One of the obvious answers to that question may be found in many places in the tradition: the fact is that Israel refused and never did really “guard the commandments” of YHWH. And because they did not do as YHWH commanded, they found themselves in exile and consistently oppressed and rejected by their multiple enemies. Though YHWH made it clear what they needed to do, they just did not do it. Surely, that sort of reading of the traditions of Deuteronomy lead the apostle Paul to denounce those who imagined that following the law was the road to YHWH’s blessings. Not so, he shouted! Only God’s grace, first offered to Israel, and then offered to Christians through Jesus of Nazareth, could lead believers to God. This neat summation of the work of the two testaments has been fantastically influential as the centuries of Christianity have unfolded. I repeat what I said above; this characterization of the work of Judaism is quite wrong.

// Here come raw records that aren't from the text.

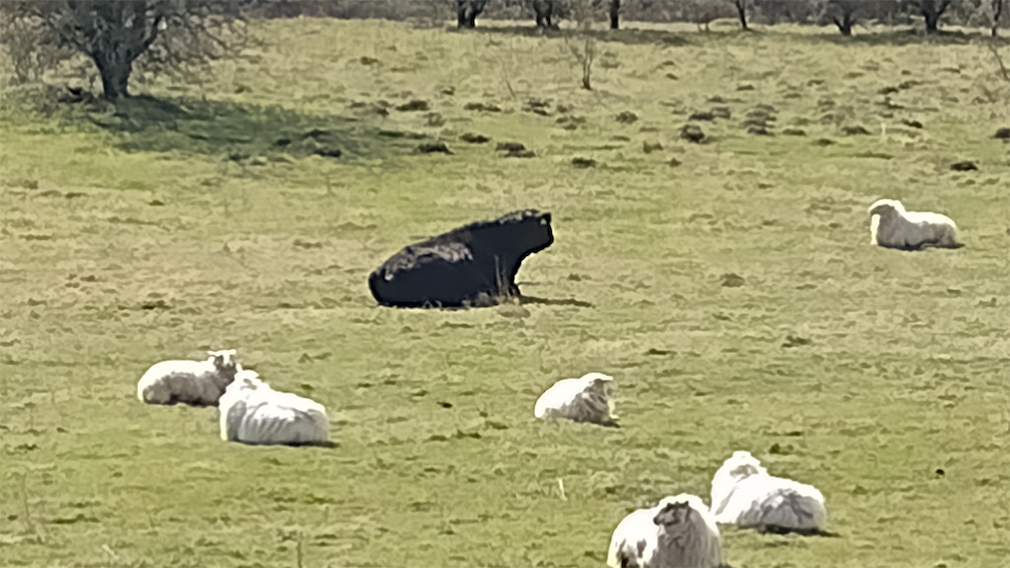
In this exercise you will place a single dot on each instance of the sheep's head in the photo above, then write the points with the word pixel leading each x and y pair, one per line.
pixel 679 510
pixel 742 465
pixel 886 207
pixel 598 382
pixel 246 379
pixel 223 360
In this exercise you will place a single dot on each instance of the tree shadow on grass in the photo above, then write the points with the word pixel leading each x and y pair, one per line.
pixel 900 37
pixel 239 130
pixel 626 36
pixel 663 37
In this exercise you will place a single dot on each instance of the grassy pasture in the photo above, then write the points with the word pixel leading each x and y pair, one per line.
pixel 170 227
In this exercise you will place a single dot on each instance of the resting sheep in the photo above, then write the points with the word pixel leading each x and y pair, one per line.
pixel 472 265
pixel 200 383
pixel 586 399
pixel 679 533
pixel 894 227
pixel 744 494
pixel 253 412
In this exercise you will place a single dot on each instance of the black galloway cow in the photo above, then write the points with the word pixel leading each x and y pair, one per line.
pixel 472 265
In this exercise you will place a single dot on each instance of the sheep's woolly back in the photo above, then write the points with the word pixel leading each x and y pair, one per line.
pixel 781 505
pixel 740 465
pixel 586 399
pixel 744 494
pixel 679 533
pixel 253 412
pixel 199 383
pixel 894 227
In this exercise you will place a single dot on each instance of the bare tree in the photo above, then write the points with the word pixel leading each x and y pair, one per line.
pixel 547 13
pixel 931 11
pixel 844 13
pixel 741 12
pixel 584 12
pixel 468 10
pixel 115 34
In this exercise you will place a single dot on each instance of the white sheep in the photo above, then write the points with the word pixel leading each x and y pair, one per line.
pixel 253 412
pixel 744 494
pixel 679 533
pixel 199 383
pixel 586 399
pixel 894 227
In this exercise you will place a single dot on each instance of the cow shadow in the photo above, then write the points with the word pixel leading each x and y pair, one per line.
pixel 239 131
pixel 524 299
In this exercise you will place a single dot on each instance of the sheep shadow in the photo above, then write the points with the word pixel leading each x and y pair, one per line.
pixel 798 532
pixel 236 131
pixel 524 299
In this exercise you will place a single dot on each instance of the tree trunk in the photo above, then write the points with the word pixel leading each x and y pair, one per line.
pixel 931 13
pixel 844 24
pixel 997 12
pixel 741 11
pixel 114 70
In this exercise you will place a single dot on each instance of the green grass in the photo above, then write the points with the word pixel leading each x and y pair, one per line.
pixel 266 248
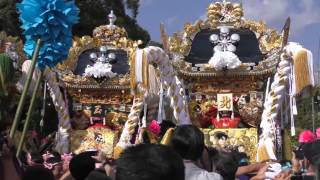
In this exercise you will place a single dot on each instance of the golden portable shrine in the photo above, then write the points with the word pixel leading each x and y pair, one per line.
pixel 96 76
pixel 241 79
pixel 234 78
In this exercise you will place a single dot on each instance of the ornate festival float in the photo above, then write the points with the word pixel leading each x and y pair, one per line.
pixel 112 101
pixel 240 79
pixel 97 80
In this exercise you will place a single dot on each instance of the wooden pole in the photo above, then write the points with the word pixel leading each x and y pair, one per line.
pixel 25 89
pixel 27 122
pixel 3 84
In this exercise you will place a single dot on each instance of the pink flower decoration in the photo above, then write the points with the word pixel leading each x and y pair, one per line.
pixel 318 133
pixel 34 134
pixel 154 127
pixel 306 136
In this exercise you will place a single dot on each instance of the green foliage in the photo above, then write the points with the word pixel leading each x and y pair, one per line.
pixel 94 13
pixel 9 21
pixel 7 70
pixel 134 6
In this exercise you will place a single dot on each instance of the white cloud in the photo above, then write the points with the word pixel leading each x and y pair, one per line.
pixel 171 21
pixel 145 3
pixel 302 12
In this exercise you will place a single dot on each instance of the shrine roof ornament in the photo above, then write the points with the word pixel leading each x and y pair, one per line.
pixel 257 47
pixel 223 14
pixel 100 61
pixel 110 36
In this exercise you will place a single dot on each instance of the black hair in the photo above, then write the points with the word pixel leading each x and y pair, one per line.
pixel 81 165
pixel 37 172
pixel 242 158
pixel 149 162
pixel 220 135
pixel 164 126
pixel 311 151
pixel 36 157
pixel 55 159
pixel 225 164
pixel 97 175
pixel 188 141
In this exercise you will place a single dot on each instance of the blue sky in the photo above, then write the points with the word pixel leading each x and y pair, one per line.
pixel 305 16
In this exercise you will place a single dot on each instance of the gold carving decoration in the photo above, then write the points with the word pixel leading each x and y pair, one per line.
pixel 231 85
pixel 102 139
pixel 12 43
pixel 241 139
pixel 224 13
pixel 114 38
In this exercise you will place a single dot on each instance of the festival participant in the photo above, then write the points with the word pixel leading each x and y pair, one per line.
pixel 37 172
pixel 312 157
pixel 34 158
pixel 226 164
pixel 81 165
pixel 188 141
pixel 97 175
pixel 149 162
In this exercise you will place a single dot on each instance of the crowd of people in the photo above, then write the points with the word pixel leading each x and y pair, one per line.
pixel 184 158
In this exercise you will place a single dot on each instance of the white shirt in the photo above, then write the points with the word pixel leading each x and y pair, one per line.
pixel 193 172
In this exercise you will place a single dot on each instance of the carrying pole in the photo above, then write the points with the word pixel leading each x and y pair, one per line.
pixel 27 122
pixel 25 90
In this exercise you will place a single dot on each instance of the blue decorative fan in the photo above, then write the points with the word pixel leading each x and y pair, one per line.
pixel 51 21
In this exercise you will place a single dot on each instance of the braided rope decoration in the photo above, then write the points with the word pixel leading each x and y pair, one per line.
pixel 131 123
pixel 171 82
pixel 272 106
pixel 175 89
pixel 64 125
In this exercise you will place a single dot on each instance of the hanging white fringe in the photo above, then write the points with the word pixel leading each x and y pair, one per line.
pixel 64 125
pixel 272 106
pixel 175 88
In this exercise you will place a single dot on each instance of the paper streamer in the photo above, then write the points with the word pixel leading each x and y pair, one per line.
pixel 64 125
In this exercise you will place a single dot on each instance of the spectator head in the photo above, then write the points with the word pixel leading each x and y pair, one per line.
pixel 34 158
pixel 225 163
pixel 312 153
pixel 97 175
pixel 188 141
pixel 165 125
pixel 306 136
pixel 37 172
pixel 81 165
pixel 318 133
pixel 54 164
pixel 149 162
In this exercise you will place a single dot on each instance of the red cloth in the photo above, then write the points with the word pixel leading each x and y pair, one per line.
pixel 306 136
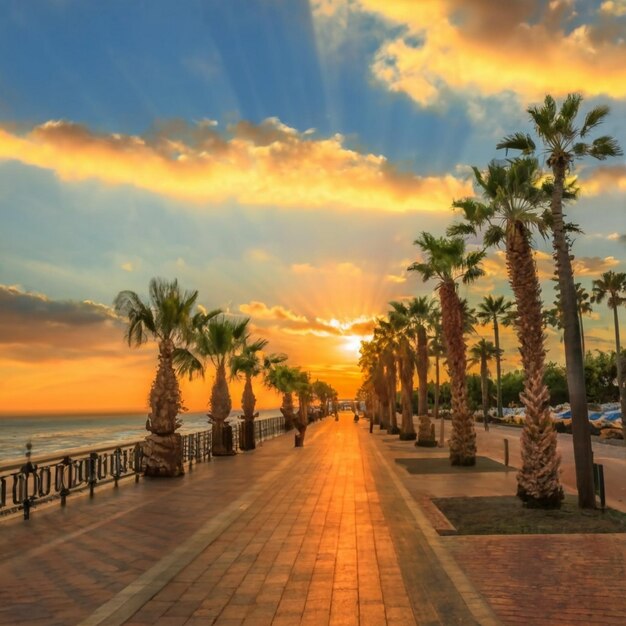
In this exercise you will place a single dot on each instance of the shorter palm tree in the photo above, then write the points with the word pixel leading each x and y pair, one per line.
pixel 283 378
pixel 250 364
pixel 482 352
pixel 168 319
pixel 612 287
pixel 305 393
pixel 492 310
pixel 217 340
pixel 447 262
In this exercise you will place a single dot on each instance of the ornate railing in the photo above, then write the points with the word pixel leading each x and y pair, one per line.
pixel 23 486
pixel 268 428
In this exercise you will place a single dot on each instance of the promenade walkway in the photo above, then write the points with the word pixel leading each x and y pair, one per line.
pixel 332 533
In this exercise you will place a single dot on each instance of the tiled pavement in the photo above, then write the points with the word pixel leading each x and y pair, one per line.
pixel 332 533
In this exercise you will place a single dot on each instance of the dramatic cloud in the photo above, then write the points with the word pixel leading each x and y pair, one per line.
pixel 259 310
pixel 268 164
pixel 487 48
pixel 293 323
pixel 35 328
pixel 604 179
pixel 584 266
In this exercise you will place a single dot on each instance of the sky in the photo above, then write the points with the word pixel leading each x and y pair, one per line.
pixel 279 156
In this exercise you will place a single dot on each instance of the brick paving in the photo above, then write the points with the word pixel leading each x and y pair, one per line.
pixel 333 533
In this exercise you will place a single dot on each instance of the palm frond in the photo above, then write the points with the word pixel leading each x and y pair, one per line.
pixel 594 118
pixel 187 364
pixel 517 141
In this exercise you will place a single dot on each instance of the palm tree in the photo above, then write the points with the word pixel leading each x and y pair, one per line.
pixel 492 311
pixel 401 323
pixel 482 352
pixel 436 349
pixel 284 378
pixel 385 340
pixel 217 340
pixel 447 262
pixel 373 371
pixel 612 287
pixel 515 203
pixel 554 316
pixel 418 312
pixel 304 391
pixel 564 142
pixel 250 364
pixel 168 320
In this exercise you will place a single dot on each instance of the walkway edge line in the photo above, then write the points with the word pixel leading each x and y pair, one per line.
pixel 472 598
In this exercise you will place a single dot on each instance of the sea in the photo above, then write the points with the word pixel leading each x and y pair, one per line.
pixel 56 434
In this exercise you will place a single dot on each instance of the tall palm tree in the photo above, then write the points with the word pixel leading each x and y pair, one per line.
pixel 167 318
pixel 250 364
pixel 564 141
pixel 324 393
pixel 405 357
pixel 612 287
pixel 436 349
pixel 447 262
pixel 583 307
pixel 385 339
pixel 304 391
pixel 217 340
pixel 284 379
pixel 482 352
pixel 514 206
pixel 492 311
pixel 373 371
pixel 418 312
pixel 554 316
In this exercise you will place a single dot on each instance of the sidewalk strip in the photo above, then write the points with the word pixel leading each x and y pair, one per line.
pixel 130 599
pixel 474 601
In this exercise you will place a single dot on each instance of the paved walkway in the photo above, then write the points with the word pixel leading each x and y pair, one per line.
pixel 332 533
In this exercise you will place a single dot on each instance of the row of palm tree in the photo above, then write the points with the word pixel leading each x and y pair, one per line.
pixel 517 202
pixel 189 340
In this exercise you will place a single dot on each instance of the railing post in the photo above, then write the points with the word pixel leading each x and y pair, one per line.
pixel 65 468
pixel 91 475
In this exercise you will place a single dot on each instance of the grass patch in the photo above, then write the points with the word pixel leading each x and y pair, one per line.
pixel 442 466
pixel 506 515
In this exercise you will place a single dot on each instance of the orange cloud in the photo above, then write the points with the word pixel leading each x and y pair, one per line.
pixel 604 179
pixel 256 165
pixel 491 48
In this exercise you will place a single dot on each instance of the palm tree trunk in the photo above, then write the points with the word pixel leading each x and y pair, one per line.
pixel 287 410
pixel 463 438
pixel 248 402
pixel 620 374
pixel 484 389
pixel 301 422
pixel 574 363
pixel 436 404
pixel 496 336
pixel 538 480
pixel 425 436
pixel 437 384
pixel 422 371
pixel 163 448
pixel 391 401
pixel 221 406
pixel 406 379
pixel 582 334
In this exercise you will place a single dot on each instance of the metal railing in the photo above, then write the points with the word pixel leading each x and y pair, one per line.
pixel 24 485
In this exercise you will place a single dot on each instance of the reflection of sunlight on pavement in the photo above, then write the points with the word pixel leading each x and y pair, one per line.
pixel 352 344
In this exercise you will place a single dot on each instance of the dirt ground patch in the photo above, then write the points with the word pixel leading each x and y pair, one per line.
pixel 506 515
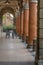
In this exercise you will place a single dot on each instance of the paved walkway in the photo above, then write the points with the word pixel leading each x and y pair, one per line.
pixel 13 50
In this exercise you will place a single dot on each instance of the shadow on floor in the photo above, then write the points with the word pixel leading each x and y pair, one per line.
pixel 16 63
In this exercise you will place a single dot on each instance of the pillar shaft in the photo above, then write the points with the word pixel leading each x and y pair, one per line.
pixel 26 19
pixel 33 21
pixel 22 13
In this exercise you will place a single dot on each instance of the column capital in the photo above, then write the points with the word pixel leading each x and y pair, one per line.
pixel 35 1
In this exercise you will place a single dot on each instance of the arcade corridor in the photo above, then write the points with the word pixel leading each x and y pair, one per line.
pixel 14 50
pixel 21 32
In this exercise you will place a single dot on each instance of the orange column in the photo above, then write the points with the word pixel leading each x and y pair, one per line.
pixel 18 23
pixel 22 13
pixel 26 19
pixel 33 21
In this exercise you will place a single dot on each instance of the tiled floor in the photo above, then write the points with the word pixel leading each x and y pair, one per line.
pixel 13 50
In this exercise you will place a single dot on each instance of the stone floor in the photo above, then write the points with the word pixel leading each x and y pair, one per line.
pixel 14 52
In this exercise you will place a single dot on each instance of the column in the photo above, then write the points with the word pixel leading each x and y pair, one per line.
pixel 32 21
pixel 18 22
pixel 26 19
pixel 22 13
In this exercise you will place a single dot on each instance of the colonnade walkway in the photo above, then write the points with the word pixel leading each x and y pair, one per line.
pixel 14 52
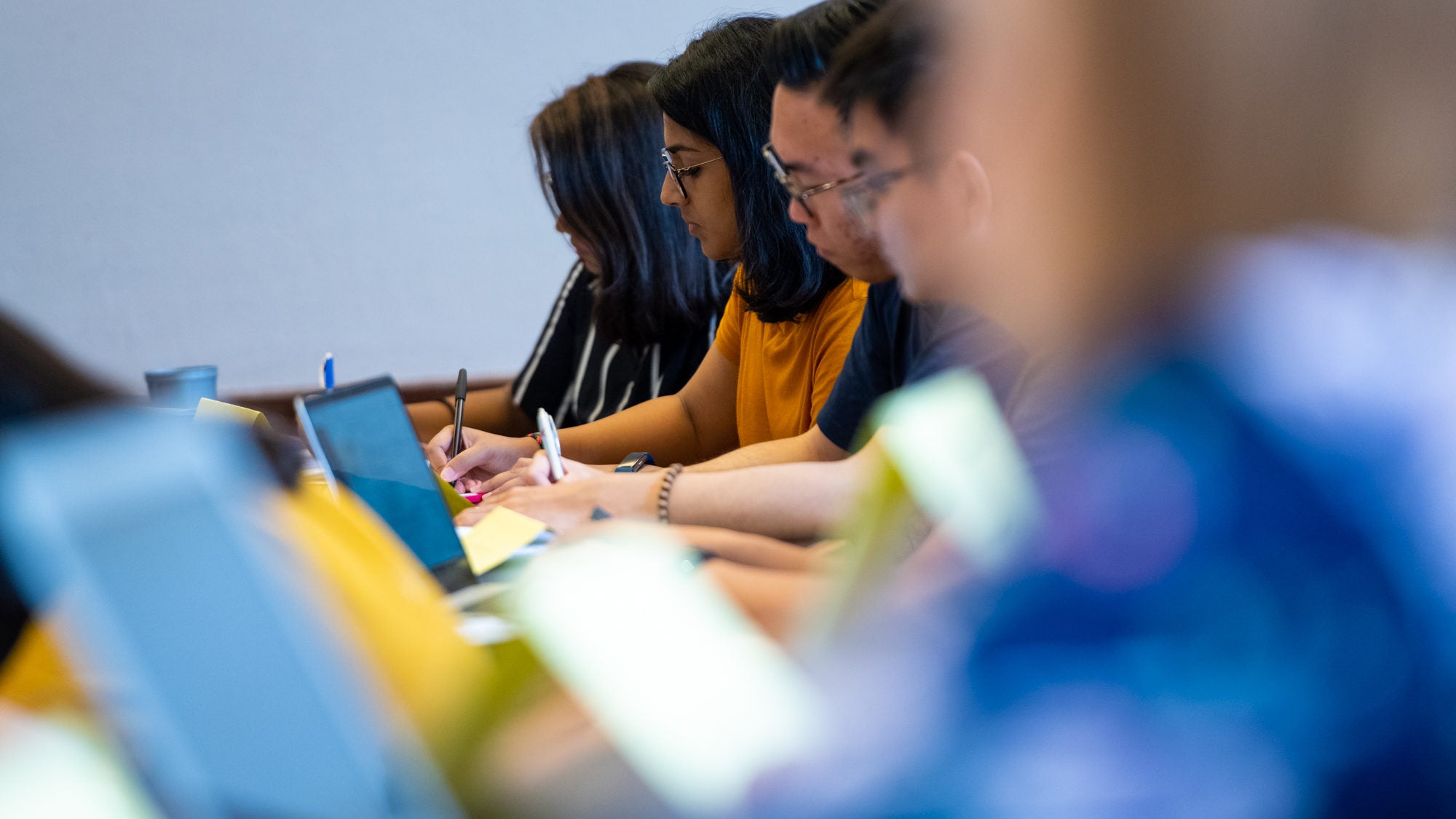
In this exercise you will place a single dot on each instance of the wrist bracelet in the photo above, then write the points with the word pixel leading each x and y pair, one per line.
pixel 666 488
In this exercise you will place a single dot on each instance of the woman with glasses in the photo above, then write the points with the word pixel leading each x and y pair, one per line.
pixel 791 318
pixel 641 306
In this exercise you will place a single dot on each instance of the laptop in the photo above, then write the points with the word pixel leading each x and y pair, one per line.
pixel 218 668
pixel 363 440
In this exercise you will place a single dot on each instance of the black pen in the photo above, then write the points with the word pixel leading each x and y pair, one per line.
pixel 455 442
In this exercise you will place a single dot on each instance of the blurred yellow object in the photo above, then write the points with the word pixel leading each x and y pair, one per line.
pixel 454 499
pixel 209 410
pixel 389 605
pixel 941 456
pixel 497 537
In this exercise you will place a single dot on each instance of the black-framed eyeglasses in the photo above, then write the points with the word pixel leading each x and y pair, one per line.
pixel 863 199
pixel 679 173
pixel 800 193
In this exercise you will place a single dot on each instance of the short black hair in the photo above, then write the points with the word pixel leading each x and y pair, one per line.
pixel 596 151
pixel 802 44
pixel 886 65
pixel 721 90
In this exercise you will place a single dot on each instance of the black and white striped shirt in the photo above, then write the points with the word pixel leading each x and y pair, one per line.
pixel 580 378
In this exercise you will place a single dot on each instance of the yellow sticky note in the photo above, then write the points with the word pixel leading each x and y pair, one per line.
pixel 497 537
pixel 454 499
pixel 209 410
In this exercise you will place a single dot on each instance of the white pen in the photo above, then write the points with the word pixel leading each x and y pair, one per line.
pixel 551 442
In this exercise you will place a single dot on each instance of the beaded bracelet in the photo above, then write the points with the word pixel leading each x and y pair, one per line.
pixel 666 488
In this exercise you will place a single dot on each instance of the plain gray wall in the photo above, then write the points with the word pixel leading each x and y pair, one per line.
pixel 257 183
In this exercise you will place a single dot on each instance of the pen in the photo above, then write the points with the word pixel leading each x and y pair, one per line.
pixel 461 389
pixel 551 442
pixel 327 372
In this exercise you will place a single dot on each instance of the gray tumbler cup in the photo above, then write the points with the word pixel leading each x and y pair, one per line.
pixel 183 387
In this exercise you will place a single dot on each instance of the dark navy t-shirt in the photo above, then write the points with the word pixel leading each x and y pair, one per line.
pixel 901 343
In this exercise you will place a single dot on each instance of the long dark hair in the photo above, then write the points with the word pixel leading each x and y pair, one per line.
pixel 721 90
pixel 803 44
pixel 596 152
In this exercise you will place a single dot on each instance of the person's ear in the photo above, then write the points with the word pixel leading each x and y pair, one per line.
pixel 972 190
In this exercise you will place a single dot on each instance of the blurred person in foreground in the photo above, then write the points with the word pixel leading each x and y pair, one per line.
pixel 1227 231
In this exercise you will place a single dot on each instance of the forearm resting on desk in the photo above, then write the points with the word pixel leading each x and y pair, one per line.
pixel 793 502
pixel 810 446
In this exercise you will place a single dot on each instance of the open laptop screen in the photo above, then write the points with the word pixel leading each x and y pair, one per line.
pixel 369 445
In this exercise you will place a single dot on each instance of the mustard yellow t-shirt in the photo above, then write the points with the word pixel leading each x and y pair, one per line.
pixel 788 369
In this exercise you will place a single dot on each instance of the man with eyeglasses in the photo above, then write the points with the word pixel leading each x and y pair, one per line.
pixel 794 487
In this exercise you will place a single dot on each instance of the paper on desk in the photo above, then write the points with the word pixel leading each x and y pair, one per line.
pixel 497 537
pixel 454 499
pixel 209 410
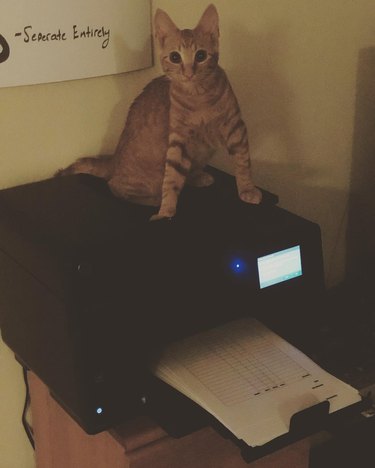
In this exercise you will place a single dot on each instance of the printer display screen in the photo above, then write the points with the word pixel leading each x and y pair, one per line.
pixel 279 266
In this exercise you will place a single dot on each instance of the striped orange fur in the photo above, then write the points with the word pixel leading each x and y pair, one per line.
pixel 175 124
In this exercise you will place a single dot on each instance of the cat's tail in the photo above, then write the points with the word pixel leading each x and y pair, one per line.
pixel 101 166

It is wrong because of the crucial words of Deuteronomy enshrined in Deut.5, that famous and very ancient list we know as the Ten Commandments. Ironically, that list has for many Christians merely added to the erroneous idea that following the law will lead to the blessings of God. However, that notion is false, because of the existence of the very first of those commandments. Here is Deut.5:6: “I am YHWH your God who brought you up from the land of Egypt, out of the house of slavery.” We first note that this is not a commandment at all; it is merely a claim, a proclamation. Many Protestant lists of the Ten do not include this sentence at all, which to me is a fatal omission. This first statement is a clear and forceful claim that the work of YHWH always and inevitably precedes any and all attempts on the part of YHWH’s would-be followers actually to perform any of YHWH’s commands. In other words, the grace of YHWH precedes any work of YHWH’s believers, and without that grace we can do nothing by way of following God’s commands. And in further words, we should say that YHWH’s grace precedes YHWH’s law. In short, Paul learned his ideas of grace from his Judaism; he did not construct such a view on his own.

Let us give up forever the false notion that Judaism is a religion of law while Christianity is a religion of grace. Nothing could be more wrong or more dangerous. That absurd law-gospel dichotomy has led too many Christians to denigrate their Jewish brothers and sisters. It certainly led Martin Luther to a monstrous screed against the Jews, a terrible pamphlet that found its horrifying conclusion among the Nazis of the preceding century. Though there is not a direct line from Luther to Hitler, the ideas of the “errors” of the Jewish law over against the “purity” of a Christian grace, were played out in unspeakable acts against the heirs of Deuteronomy. Though I could offer a lengthy litany of places in the Hebrew Bible where the grace of God abounds, from Genesis to Hosea to Ruth, I leave it to you to rediscover these riches and to hold up the grace of the Hebrew Bible as a beacon light illuminating and aiding the New Testament’s presentation of God’s grace in Jesus in many and varied ways.